The Antitrust Division of the United States Department of Justice (DOJ) has informed the Charles Schwab Corporation that it has decided to close its investigation of the firm’s proposed acquisition of the TD Ameritrade Holding Corporation.
Furthermore, at a special meeting called earlier this week, Schwab stockholders approved the necessary proposals related to the firm’s acquisition of TD Ameritrade, thus freeing the much-discussed deal to actually occur. Now that the deal has been formally approved, integration is expected to take between 18 to 36 months to complete following the close. According to the firms, the value of the deal is approximately $26 billion.
“We’re gratified by the DOJ’s decision and appreciate its diligent and thorough review,” says Schwab President and CEO Walt Bettinger. “We are pleased to be clearing an important milestone in our planned acquisition of TD Ameritrade.”
As Bettinger points out, more than 99% of the share-votes cast by Schwab stockholders were made in favor of a proposal to issue new Schwab common shares to TD Ameritrade stockholders as consideration for the acquisition. More than 98% of the shares cast, representing over 85% of all outstanding shares, were voted in favor of an amendment to the fifth amended and restated certification of incorporation of Schwab to create a new class of nonvoting common stock to be issued to TD Bank and its affiliates as merger consideration.
Pursuant to the Schwab charter amendment, the number of authorized shares of Schwab capital stock will increase by 300 million, and Schwab will be authorized to issue 300 million shares of Schwab nonvoting common stock, each with a par value of $0.01 per share.
“We are pleased that Schwab’s stockholders have approved the proposals related to our announced acquisition of TD Ameritrade,” Bettinger says. “The combination will generate substantial long-term value for Schwab’s stockholders and bring together two leading firms with proud and similar histories of making investing more accessible to all. Together, with a focus on low-cost, great service and technology, we will form a company that is uniquely positioned to serve the investment, trading and wealth management needs of investors—and the advisers who serve them—in every phase of their financial journey.”

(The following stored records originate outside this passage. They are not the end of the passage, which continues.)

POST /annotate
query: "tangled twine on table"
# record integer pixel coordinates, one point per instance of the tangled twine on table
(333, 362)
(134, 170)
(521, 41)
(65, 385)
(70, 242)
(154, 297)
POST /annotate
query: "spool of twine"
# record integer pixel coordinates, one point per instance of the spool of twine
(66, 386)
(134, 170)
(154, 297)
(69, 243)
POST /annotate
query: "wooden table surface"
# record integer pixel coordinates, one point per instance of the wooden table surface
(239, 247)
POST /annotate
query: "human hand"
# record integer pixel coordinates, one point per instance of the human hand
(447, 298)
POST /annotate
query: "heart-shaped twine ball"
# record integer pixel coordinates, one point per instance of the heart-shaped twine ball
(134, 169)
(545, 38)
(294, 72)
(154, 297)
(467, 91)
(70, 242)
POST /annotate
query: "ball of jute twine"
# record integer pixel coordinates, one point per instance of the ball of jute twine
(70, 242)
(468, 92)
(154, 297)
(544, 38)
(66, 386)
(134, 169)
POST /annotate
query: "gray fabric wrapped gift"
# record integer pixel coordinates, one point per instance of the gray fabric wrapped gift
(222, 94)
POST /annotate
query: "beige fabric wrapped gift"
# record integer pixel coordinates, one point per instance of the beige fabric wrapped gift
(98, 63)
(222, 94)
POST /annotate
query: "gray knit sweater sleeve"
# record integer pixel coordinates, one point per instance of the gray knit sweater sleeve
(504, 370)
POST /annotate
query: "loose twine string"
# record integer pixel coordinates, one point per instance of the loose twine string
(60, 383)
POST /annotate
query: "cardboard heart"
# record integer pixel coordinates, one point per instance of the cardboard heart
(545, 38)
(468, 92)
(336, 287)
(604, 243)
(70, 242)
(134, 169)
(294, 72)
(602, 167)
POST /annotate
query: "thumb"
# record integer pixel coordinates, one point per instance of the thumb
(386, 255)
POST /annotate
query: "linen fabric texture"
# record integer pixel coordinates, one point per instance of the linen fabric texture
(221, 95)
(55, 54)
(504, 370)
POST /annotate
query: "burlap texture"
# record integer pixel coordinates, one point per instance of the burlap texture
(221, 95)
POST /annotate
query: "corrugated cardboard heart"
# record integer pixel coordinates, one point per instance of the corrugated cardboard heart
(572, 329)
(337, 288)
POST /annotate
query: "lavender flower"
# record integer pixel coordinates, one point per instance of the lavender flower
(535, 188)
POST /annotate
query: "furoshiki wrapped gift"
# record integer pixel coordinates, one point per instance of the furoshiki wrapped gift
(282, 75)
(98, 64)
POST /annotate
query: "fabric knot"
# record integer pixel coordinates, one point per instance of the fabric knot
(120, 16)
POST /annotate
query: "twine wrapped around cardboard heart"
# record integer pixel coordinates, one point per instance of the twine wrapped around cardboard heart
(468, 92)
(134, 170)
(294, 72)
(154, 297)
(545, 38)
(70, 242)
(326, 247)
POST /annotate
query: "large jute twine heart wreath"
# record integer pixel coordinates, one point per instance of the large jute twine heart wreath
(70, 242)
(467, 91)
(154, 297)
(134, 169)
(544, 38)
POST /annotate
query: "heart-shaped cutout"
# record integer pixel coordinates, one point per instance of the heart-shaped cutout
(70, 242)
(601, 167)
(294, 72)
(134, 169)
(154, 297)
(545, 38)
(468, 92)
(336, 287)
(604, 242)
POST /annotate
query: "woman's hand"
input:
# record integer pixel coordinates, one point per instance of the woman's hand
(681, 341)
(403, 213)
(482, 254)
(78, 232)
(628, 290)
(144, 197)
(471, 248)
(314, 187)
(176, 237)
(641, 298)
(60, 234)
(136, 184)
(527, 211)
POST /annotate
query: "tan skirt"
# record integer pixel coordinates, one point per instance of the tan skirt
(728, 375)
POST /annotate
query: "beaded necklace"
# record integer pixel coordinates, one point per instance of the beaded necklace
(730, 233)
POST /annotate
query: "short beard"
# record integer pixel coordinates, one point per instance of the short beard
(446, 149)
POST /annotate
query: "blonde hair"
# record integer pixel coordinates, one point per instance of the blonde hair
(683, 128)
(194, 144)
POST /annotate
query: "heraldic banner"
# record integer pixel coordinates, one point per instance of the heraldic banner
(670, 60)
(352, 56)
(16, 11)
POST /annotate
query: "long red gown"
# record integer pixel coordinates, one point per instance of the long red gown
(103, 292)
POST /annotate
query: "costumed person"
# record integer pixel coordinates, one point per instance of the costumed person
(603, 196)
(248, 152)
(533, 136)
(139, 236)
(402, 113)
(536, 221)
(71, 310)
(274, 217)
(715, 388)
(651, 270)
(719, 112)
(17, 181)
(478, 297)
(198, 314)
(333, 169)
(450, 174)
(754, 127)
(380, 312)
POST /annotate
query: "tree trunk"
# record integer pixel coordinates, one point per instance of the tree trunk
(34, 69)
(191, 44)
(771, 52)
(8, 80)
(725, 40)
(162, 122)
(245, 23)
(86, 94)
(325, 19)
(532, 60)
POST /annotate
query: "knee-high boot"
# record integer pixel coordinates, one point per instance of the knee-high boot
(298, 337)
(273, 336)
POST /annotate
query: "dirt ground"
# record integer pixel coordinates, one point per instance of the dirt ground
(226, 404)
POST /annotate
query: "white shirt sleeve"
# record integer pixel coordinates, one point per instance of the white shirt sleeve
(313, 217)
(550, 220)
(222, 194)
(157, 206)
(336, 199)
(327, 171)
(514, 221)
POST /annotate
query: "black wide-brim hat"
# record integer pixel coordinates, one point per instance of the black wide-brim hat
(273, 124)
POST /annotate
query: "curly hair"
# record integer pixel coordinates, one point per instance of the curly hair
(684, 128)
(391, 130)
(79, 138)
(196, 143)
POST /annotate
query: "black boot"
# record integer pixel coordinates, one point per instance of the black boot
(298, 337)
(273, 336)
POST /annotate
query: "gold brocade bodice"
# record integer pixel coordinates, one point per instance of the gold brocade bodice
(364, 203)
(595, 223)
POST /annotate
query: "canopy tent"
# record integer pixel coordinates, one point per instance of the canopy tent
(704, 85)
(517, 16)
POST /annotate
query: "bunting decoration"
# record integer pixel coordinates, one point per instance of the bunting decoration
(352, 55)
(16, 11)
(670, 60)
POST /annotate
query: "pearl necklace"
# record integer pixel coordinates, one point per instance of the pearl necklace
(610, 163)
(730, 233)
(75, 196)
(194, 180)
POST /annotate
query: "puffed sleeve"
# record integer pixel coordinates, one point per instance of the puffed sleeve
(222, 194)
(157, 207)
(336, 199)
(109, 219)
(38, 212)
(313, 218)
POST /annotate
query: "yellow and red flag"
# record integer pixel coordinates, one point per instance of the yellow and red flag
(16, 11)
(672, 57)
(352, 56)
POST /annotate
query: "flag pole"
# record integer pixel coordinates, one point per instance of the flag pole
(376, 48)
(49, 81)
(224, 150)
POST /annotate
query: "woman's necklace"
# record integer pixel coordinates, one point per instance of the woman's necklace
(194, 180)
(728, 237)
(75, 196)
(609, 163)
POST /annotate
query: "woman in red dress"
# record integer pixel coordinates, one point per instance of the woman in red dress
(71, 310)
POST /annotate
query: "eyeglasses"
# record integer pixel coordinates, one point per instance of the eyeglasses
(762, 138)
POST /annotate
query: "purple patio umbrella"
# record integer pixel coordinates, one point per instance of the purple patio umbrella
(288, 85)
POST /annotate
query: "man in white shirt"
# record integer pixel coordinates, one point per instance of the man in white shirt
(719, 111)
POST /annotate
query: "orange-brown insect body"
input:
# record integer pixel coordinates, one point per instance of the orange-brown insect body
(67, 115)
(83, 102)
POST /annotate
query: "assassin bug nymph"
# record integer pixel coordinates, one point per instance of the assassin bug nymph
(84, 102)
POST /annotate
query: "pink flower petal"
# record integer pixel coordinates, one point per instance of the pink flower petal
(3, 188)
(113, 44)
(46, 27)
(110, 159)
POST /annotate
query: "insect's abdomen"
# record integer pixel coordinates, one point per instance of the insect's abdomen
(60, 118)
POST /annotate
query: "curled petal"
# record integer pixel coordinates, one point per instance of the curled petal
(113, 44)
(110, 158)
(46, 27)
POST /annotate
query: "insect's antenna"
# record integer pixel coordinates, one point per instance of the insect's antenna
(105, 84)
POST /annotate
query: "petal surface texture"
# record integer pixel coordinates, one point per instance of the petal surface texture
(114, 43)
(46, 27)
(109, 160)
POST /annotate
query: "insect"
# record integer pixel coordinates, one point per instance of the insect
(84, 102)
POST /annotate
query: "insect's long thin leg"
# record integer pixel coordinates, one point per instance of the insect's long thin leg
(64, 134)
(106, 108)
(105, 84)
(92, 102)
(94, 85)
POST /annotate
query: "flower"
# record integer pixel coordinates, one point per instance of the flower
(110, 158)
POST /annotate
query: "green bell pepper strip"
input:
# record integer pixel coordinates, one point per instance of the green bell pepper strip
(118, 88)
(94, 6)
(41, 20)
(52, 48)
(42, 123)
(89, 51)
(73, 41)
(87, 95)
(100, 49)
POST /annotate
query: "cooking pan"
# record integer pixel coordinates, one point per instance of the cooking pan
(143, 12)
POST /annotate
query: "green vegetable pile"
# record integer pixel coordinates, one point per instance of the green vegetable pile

This development comes six months after the U.S. District Court for the Southern District of New York dismissed on procedural grounds an antitrust lawsuit filed to stop the merger. That lawsuit argued that the secession of competition between TD Ameritrade and Charles Schwab will harm consumers and independent financial advisers—particularly those with less than $200 million in client assets. According to the lead plaintiff, TD Ameritrade’s custodian services and technology are the only competitive alternatives to Charles Schwab for independent wealth management firms with smaller assets under management.
According to the plaintiffs in that case and others, the more recently announced acquisition of E*TRADE by Morgan Stanley further raises the antitrust stakes in the ongoing flurry of financial services industry merger and acquisition activity. Though its assets under management (AUM) are not massive ($360 billion) compared with some of the largest financial services providers, E*TRADE boasts more than 5.2 million brokerage client accounts, adding to Morgan Stanley’s existing 3 million client relationships.